What is Plant Biotechnology?
Plant biotechnology can be defined as the use of tissue culture and genetic engineering techniques to produce genetically modified plants that exhibit new or improved desirable characteristics.
A Short History of Plant Biotechnology
The foundations of modern plant biotechnology can be traced back to the Cell Theory of Schleiden and Schwann which recognized the cell as the primary unit of all living organisms. The concept of cellular totipotency, which was inherent in the Cell Theory and forms the basis of plant biotechnology, was further elaborated by Haberlandt, who predicted the production of somatic embryos from vegetative cells. This brief historical account traces the development of technologies for the culture, regeneration and transformation of plants that led to the production of transgenic crops which have become central to the many applications of plant biotechnology, and celebrates the pioneering men and women whose trend-setting contributions made it all possible.
Methods for Plant Biotechnology
Two basic methods used in plant biotechnology are as follows:
- Plant Tissue culture and
- Genetic engineering.
An elementary description of these methods is provided in the following sections:
Plant Tissue Culture
Plant tissue culture is a collection of techniques used to maintain or grow plant cells, tissues or organs under sterile conditions on a nutrient culture medium of known composition. Tissue culture is also known as in vitro culture.
It is widely used to produce clones of a plant in a method known as micropropagation.
The plant tissue culture technique was developed initially to demonstrate the totipotency of plant cells predicted by haberlandt in 1902. Totipotency is the ability of plant cells to perform all the functions of development, which are charactristic of zygote, i.e. their ability to develop into complete plants.
Steps of Plant Tissue Culture
Explant → Surface sterilization → Sterilization → Nutrient medium → Environmental condition → Subculturing → Plant regeneration & transfer to soil
Explant: The plant tissue or organ excised and used for culture is known as explant.
Surface sterilization: It is a process which involves the immersion of explants into appropriate concentration of chemical sterilant(s) or disinfectant(s) for a specified time resulting in the establishment of a contamination-free culture.
Sterilization: Microbes present in culture media , culture vessels, instrument , etc. are inactivated by a suitable treatment; this is called sterilization. Sterilization may be done in one of the following ways depending on the material to be sterilized.
1.Flame sterilization: instruments like forceps, scalpels, needles, etc. are usually dipped in 95% alchohol and flamed just before use.

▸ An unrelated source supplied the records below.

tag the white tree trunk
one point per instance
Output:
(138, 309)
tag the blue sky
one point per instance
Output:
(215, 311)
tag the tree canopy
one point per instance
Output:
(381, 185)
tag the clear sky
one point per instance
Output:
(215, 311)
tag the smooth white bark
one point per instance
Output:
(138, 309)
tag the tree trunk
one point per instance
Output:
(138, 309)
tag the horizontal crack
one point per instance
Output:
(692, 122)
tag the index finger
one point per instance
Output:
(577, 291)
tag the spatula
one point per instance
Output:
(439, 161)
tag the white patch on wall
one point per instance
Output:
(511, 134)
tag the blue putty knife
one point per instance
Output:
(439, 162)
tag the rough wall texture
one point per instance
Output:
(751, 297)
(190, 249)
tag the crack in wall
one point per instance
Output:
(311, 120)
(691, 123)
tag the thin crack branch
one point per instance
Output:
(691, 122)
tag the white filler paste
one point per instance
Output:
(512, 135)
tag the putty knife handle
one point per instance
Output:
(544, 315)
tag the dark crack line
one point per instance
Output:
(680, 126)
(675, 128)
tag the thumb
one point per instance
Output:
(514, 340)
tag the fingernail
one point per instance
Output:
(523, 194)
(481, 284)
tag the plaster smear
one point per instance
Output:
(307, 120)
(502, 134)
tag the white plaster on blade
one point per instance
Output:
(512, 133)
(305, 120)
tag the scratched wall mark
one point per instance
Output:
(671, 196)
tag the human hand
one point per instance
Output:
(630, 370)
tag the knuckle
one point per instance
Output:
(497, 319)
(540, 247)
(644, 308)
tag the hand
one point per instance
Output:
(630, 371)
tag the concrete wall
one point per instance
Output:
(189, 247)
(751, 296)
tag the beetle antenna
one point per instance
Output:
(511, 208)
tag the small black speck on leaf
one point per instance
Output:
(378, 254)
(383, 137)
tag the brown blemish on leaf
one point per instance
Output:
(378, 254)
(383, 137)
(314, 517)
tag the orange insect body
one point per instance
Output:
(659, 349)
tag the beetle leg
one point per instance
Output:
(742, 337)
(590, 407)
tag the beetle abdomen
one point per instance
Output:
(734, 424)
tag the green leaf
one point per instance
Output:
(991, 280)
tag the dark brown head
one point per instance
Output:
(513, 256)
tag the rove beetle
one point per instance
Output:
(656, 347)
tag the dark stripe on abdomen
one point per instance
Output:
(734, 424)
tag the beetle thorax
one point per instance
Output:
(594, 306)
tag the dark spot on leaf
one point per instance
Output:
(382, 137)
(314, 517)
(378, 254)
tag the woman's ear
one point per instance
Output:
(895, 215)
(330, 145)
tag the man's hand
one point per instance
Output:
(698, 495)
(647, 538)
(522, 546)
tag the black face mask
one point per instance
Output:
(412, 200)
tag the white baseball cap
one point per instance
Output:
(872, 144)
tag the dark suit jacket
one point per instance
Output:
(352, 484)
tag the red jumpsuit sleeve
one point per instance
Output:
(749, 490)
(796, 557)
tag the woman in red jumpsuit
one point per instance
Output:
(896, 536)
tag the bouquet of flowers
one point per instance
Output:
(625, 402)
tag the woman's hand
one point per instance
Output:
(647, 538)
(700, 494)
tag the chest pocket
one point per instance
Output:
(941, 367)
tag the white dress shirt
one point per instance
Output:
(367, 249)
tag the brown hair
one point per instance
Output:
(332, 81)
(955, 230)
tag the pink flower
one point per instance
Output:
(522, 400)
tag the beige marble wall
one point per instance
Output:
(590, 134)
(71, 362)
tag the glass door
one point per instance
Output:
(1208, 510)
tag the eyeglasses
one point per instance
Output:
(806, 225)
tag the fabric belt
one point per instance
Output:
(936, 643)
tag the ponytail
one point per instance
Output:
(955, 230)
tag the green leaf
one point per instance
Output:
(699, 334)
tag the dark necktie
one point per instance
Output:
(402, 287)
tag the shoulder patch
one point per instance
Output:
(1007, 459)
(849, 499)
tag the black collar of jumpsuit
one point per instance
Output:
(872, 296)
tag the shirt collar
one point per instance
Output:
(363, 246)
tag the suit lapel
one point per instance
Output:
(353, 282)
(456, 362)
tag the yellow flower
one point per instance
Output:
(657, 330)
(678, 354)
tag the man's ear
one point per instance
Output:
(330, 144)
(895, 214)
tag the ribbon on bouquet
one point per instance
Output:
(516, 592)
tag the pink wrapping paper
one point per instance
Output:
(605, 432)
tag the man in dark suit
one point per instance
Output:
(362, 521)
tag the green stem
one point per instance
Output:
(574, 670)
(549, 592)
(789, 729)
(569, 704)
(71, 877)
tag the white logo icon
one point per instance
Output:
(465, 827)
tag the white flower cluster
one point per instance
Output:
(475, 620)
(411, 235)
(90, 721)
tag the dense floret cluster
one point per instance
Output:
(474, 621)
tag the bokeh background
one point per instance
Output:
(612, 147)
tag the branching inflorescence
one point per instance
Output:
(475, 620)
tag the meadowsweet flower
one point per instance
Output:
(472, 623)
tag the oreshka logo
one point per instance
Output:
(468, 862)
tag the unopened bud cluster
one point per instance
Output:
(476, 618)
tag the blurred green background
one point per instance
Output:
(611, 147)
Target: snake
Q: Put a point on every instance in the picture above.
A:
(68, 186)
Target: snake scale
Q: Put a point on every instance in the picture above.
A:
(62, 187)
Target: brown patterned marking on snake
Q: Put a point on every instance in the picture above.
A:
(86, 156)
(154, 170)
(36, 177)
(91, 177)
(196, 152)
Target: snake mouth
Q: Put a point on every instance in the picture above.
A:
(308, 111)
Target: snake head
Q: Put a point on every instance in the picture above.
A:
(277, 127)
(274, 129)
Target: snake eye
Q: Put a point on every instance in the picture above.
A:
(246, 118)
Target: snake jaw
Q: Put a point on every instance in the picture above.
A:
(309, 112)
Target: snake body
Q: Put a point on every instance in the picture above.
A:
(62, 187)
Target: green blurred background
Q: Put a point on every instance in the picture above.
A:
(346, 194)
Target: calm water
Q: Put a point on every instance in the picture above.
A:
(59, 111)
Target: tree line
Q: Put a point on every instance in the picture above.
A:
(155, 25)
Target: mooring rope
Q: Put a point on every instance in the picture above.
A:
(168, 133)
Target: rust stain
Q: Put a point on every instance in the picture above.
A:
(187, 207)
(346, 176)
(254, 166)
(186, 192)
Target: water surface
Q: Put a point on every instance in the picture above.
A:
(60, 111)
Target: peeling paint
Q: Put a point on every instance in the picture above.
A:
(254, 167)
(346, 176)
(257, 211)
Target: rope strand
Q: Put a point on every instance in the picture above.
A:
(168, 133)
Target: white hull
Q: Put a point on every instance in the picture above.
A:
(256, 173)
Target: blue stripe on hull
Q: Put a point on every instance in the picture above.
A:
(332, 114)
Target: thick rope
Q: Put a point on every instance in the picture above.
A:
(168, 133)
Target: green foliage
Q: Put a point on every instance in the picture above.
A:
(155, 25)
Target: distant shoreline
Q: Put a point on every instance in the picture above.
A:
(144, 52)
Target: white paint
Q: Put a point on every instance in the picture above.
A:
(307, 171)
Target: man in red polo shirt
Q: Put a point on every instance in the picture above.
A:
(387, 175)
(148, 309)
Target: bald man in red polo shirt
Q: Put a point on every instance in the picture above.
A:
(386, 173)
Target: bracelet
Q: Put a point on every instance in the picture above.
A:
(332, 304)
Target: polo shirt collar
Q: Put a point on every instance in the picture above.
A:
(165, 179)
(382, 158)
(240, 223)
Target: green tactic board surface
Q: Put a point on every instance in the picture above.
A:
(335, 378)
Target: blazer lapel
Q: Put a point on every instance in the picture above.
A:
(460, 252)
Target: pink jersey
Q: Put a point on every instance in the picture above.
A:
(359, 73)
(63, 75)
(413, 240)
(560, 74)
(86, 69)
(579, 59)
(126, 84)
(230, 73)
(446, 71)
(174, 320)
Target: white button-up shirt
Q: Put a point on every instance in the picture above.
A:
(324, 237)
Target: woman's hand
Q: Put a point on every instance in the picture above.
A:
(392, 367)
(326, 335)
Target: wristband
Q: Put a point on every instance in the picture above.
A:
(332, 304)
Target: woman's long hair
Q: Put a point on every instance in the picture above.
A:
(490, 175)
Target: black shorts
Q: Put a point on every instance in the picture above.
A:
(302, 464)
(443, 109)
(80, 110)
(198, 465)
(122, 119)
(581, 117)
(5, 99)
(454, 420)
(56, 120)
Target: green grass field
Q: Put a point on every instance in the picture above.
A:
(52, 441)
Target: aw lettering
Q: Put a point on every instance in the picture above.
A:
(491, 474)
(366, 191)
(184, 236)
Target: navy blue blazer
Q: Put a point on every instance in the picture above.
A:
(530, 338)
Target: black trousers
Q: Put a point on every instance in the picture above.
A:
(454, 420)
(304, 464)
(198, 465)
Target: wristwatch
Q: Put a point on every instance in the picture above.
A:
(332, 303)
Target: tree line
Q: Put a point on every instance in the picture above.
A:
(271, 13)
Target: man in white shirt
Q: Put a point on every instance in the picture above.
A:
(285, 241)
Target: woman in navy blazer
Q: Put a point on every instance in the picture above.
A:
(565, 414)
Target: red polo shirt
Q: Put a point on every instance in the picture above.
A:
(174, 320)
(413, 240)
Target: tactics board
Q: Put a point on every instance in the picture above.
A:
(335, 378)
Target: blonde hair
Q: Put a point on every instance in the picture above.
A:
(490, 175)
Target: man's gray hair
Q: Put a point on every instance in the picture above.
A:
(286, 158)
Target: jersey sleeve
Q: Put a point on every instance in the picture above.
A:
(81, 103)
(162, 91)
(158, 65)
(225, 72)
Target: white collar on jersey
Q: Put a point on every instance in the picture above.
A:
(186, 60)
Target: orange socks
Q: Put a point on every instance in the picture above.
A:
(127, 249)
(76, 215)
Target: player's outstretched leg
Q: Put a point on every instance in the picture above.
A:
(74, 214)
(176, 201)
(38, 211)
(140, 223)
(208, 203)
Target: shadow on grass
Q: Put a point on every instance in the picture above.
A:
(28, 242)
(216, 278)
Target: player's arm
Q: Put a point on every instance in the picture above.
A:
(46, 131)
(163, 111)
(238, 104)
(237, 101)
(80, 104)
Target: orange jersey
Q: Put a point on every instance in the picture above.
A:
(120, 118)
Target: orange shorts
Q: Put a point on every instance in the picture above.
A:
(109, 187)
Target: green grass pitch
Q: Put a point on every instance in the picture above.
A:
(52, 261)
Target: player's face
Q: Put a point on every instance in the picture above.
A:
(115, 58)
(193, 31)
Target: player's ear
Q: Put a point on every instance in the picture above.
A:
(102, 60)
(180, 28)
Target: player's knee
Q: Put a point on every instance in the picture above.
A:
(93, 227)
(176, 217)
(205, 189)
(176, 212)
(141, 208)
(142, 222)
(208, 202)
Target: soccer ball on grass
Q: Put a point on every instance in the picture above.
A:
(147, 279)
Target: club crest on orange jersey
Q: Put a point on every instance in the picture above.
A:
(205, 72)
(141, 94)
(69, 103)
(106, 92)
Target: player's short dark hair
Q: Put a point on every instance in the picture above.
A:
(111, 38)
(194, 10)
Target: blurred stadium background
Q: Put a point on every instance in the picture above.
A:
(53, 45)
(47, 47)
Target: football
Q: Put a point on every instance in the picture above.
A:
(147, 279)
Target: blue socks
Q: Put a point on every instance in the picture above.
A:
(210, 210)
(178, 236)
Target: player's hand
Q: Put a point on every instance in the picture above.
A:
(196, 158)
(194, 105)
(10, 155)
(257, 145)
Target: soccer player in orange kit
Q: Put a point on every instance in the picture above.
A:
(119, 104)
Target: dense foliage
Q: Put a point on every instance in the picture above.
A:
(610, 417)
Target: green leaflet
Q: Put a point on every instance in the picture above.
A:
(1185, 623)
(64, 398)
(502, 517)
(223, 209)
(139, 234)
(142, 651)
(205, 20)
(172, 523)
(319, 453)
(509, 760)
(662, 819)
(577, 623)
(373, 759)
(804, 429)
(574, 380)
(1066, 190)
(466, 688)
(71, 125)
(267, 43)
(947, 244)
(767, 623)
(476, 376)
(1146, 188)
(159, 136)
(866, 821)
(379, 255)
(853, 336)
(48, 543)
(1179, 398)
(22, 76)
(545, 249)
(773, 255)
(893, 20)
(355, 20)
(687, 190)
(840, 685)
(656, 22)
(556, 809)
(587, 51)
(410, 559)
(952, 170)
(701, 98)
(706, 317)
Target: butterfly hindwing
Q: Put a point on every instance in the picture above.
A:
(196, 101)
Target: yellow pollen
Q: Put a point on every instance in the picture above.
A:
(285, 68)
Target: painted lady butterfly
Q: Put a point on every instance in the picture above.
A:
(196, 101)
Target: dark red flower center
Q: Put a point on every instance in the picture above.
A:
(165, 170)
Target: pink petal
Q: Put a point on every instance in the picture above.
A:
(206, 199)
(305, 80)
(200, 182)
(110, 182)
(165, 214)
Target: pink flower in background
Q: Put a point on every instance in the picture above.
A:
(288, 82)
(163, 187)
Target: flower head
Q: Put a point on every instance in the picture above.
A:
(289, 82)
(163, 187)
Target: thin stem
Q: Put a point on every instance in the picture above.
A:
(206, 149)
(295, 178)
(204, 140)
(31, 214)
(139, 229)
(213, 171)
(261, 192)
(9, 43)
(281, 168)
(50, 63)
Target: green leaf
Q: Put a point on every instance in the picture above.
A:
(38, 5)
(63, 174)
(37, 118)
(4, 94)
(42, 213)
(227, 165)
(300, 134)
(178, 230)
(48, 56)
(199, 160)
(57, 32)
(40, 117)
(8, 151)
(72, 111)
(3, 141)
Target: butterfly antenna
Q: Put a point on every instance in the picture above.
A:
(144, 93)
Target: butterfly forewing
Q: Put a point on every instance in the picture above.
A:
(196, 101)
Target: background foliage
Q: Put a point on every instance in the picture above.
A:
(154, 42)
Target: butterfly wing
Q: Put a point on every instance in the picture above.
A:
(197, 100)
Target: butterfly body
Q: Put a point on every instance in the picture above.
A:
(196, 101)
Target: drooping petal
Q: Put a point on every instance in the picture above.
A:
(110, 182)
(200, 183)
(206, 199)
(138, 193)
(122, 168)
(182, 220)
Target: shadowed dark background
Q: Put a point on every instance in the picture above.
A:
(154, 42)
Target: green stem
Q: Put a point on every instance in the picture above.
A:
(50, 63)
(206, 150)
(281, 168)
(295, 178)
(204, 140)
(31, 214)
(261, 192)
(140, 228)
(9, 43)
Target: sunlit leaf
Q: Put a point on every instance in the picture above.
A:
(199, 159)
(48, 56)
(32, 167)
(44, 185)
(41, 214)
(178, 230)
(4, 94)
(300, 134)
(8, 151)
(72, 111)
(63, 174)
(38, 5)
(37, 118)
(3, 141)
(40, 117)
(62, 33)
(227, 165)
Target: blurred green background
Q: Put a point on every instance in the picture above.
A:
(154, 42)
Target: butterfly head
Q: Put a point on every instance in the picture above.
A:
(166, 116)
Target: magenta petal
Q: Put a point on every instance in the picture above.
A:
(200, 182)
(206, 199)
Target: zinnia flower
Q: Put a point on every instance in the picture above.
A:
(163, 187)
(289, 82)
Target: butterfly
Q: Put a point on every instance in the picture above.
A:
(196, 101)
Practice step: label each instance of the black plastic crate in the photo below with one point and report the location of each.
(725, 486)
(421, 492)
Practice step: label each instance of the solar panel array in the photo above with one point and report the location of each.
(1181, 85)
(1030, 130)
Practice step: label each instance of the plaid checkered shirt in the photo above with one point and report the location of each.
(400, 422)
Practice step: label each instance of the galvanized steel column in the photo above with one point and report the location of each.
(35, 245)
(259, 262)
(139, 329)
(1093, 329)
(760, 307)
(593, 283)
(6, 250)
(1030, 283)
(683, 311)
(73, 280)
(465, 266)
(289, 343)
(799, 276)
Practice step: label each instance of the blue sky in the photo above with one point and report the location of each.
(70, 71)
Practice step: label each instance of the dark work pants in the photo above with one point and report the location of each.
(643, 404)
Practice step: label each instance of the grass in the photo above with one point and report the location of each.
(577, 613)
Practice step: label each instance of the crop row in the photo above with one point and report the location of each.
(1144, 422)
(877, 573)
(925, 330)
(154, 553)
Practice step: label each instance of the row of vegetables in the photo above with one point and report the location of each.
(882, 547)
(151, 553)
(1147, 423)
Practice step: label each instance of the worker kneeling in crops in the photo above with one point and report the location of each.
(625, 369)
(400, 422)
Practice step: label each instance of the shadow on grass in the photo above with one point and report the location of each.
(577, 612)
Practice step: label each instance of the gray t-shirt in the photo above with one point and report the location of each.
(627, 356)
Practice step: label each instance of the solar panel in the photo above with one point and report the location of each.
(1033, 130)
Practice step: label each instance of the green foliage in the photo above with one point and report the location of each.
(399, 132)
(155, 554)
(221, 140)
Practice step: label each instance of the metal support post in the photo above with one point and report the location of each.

2.Dry heat: mouths of test tubes ,culture flasks, etc. are ordinarily heated on a burner (spririt lamp) 3.Ethanol (70%): laminar air flow cabinet, bench surface, outer surface of culture vessel, hands of worker,etc. are wiped with 70% ethanol and the alcohol is allowed to evaporate.
4. Autoclaving: Culture media, empty culture vessel, etc. are autoclaved at 121°C and 15 p.s.i. for, usually, 15-20 minutes . The sterilization depends mainly on the temperature and time.
Nutrient medium: The medium on which plant cells and organs are cultured is known as nutrient medium, culture medium or simply medium. The nutrient medium contents organic salts to provide the 12 elements, excluding C, H and O, necessary for plant growth, certain vitamins, a carbon source (generally sucrose) and, where needed growth regulators, viz. Auxins and/or cytokinins.
Environmental condition: The organ and cell cultures are maintained under a controlled environment, particularly in terms of temperature and light.
Subculturing: After a period of time, it becomes necessary to transfer organs and tissues to fresh media . This is particularly true for tissue and cell cultures where a portion of tissue is used to inoculate new culture tube or flasks. This is known as subculturing.
Plant regeneration & transfer to soil: The ultimate objective of the application of in vitro techniques to crop improvement is to obtain full plants and to transfer them successfully to soil. Production of various organs,e.g root, shoot, etc from cells and tissue culture is known as organ regeneration or organogenesis.